AI system for the food industry
The food industry faces unique challenges: strict quality control, traceability, perishable raw material management, and loss minimization. AI optimizes every stage—from recipe development to finished product logistics.
Quality control of raw materials and products
Computer Vision on line:
Cameras above the conveyor + ML in real time:
from ultralytics import YOLO
import cv2
import numpy as np
class FoodQualityInspector:
"""Инспекция качества пищевой продукции на конвейере"""
# Дефекты для обнаружения (зависит от продукта)
DEFECT_CLASSES = {
'fruit': ['bruise', 'mold', 'cut', 'discoloration', 'underripe', 'overripe'],
'bread': ['burn', 'crack', 'deformation', 'foreign_object'],
'meat': ['fat_excess', 'blood_spot', 'bone_fragment', 'discoloration']
}
def __init__(self, product_type='fruit', model_path=None):
self.product_type = product_type
self.model = YOLO(model_path or f'{product_type}_quality_yolov8m.pt')
self.pass_threshold = 0.85 # минимальная уверенность для «годно»
self.fps_counter = 0
self.defect_stats = {}
def inspect_frame(self, frame):
"""Инспекция кадра с конвейера"""
results = self.model(frame, conf=0.4, iou=0.5)
defects_found = []
for r in results:
for box in r.boxes:
class_name = self.model.names[int(box.cls)]

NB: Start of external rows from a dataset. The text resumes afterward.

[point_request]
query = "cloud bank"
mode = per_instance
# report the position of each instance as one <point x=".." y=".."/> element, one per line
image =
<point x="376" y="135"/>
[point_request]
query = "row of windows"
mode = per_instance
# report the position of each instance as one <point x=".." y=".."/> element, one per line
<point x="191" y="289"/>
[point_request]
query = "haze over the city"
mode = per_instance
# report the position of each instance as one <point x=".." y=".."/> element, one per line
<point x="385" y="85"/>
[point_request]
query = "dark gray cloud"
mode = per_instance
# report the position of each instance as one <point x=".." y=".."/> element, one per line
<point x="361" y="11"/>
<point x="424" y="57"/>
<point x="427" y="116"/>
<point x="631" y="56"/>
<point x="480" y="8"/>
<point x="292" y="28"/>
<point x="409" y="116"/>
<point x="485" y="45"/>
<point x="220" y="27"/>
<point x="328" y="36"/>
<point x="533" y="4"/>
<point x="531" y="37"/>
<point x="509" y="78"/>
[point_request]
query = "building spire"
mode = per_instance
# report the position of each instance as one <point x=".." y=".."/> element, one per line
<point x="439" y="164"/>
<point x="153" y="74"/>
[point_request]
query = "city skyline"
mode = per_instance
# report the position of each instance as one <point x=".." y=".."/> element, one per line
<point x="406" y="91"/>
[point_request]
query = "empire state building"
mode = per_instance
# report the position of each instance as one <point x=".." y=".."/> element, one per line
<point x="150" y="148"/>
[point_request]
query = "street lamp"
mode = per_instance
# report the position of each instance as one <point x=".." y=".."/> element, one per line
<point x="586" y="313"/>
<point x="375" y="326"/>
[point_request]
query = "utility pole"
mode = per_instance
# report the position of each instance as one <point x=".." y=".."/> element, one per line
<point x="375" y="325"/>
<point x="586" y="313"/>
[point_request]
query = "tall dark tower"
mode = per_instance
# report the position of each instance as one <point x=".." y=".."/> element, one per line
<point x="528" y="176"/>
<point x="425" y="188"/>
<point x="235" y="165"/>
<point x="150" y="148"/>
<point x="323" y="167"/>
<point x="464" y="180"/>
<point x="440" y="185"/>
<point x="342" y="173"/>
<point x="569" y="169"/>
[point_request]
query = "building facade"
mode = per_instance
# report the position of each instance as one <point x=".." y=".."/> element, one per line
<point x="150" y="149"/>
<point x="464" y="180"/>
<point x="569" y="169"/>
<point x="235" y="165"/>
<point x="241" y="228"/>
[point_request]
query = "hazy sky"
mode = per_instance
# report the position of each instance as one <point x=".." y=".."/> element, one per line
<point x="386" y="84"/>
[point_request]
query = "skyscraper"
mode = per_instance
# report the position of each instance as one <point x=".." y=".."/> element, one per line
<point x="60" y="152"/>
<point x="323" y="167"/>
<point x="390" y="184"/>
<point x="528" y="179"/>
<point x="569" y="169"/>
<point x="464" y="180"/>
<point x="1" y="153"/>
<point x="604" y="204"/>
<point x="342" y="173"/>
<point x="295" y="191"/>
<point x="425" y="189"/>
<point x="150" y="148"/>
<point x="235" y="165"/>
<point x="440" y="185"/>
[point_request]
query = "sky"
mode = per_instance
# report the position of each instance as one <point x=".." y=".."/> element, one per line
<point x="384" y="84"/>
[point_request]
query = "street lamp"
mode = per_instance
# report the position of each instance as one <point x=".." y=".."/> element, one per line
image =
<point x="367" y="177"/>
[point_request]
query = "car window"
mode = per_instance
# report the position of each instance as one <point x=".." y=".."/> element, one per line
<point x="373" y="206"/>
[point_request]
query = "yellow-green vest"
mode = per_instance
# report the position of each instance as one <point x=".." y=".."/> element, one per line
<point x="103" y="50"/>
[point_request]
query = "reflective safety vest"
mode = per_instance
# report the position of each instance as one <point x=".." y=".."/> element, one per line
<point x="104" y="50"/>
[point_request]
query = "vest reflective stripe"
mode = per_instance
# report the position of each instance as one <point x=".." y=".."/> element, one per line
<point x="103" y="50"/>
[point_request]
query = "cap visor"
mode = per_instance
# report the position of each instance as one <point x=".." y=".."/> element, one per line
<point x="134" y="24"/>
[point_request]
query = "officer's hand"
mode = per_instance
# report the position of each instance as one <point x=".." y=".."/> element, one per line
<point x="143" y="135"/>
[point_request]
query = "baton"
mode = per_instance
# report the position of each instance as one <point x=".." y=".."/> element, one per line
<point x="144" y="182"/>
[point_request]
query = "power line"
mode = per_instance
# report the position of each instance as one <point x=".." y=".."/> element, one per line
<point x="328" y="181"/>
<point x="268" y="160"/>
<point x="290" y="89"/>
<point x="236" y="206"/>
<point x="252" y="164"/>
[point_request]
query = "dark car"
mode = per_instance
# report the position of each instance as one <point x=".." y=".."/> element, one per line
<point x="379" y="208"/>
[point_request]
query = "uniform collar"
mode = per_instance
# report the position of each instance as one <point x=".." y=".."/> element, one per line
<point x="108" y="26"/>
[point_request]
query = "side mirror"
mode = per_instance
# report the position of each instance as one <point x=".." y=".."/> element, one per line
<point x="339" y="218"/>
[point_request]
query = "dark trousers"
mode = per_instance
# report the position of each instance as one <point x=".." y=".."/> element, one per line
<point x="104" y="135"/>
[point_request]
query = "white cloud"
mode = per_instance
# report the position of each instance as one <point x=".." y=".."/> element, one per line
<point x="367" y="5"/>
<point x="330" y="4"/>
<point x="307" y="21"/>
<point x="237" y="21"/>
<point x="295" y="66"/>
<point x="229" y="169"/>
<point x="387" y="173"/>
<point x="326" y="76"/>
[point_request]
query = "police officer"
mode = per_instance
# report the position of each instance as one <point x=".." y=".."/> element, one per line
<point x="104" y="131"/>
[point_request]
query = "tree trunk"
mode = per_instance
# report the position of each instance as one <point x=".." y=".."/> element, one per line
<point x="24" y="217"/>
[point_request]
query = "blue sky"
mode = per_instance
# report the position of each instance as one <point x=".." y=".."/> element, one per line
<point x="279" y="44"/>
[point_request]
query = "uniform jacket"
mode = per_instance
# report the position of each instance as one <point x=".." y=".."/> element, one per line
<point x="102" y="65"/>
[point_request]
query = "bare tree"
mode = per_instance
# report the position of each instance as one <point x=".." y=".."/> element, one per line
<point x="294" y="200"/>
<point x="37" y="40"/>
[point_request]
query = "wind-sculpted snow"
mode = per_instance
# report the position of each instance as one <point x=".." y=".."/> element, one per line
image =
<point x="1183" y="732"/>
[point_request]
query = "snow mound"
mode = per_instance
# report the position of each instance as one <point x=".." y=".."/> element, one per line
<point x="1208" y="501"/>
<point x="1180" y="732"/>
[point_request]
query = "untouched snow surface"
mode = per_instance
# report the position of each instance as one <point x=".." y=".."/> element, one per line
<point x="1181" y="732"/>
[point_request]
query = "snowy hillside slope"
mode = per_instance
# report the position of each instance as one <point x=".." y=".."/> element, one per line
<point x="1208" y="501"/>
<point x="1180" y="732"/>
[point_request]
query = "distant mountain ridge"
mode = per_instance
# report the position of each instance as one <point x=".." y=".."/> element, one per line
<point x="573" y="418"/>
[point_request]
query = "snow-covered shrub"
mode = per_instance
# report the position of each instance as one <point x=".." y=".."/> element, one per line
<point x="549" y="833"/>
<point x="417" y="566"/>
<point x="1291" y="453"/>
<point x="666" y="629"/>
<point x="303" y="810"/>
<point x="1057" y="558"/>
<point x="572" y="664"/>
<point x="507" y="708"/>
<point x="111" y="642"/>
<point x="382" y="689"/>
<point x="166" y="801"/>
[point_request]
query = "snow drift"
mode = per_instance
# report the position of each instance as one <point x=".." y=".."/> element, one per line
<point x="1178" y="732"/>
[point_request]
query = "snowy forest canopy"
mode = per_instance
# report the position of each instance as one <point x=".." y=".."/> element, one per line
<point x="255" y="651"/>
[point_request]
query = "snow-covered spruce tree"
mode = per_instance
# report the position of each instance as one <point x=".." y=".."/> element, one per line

confidence = float(box.conf)
if class_name != 'good':
defects_found.append({
'defect': class_name,
'confidence': confidence,
'bbox': box.xyxy[0].tolist()
})
self.defect_stats[class_name] = self.defect_stats.get(class_name, 0) + 1
is_good = len(defects_found) == 0
return {
'pass': is_good,
'defects': defects_found,
'action': 'conveyor' if is_good else 'reject_bin'
}
def get_quality_report(self, total_inspected):
"""Отчёт по качеству за смену"""
total_defects = sum(self.defect_stats.values())
return {
'total_inspected': total_inspected,
'defect_rate': total_defects / max(total_inspected, 1),
'defect_breakdown': self.defect_stats,
'pareto': sorted(self.defect_stats.items(), key=lambda x: -x[1])[:5]
}
NIR spectroscopy for composition:
Non-destructive analysis of protein, fat, and moisture content in seconds: - On-line NIR analyzers (Bruker, Foss) on the conveyor - PLS-R models calibrated on the product → accuracy of ±0.1–0.3% for key indicators - Sorting into grades/categories in real time
Optimization of formulations and production
Cost Optimization while maintaining the composition:
Substitution of ingredients without deterioration of quality - bread from wheat of several suppliers with different flour strengths: - LP/QP mixture optimization: minimize cost while maintaining: protein ≥12%, moisture ≤14%, IDK within the norm - Recalculation when supplier prices change - automatically
Process Parameter Management:
SCADA + ML for optimization of production parameters: - Bread baking: baking temperature and time → crust color, crumb moisture - Pasteurization: temperature × time = logarithm of pathogen inactivation - ML process surrogate: quickly predicts quality as parameters change
Production and inventory planning
Demand forecast:
Food manufacturers work with a short planning horizon: - FMCG production: sales forecast by SKU for the next week - Industrial orders: forecast by customer portfolio - Seasonality + promotions: taking into account retailers' promotions in advance
Expiration Date and FEFO Management:
- Each batch during production → set expiration date - FEFO in warehouse accounting: ship in order of expiration - Overdue forecast: batches that are likely not to be sold on time → special offer to the retailer
Traceability
Farm-to-fork digital footprint:
- EDI + barcodes/DataMatrix: each batch → unique identification of raw materials and process - National labeling system (CHESTNY ZANK): integration via API for dairy and meat products - Recall simulation: how many minutes does it take to localize and recall a problematic batch?
Development timeline: 4–8 months for a food AI platform with CV quality control, recipe optimization, and traceability.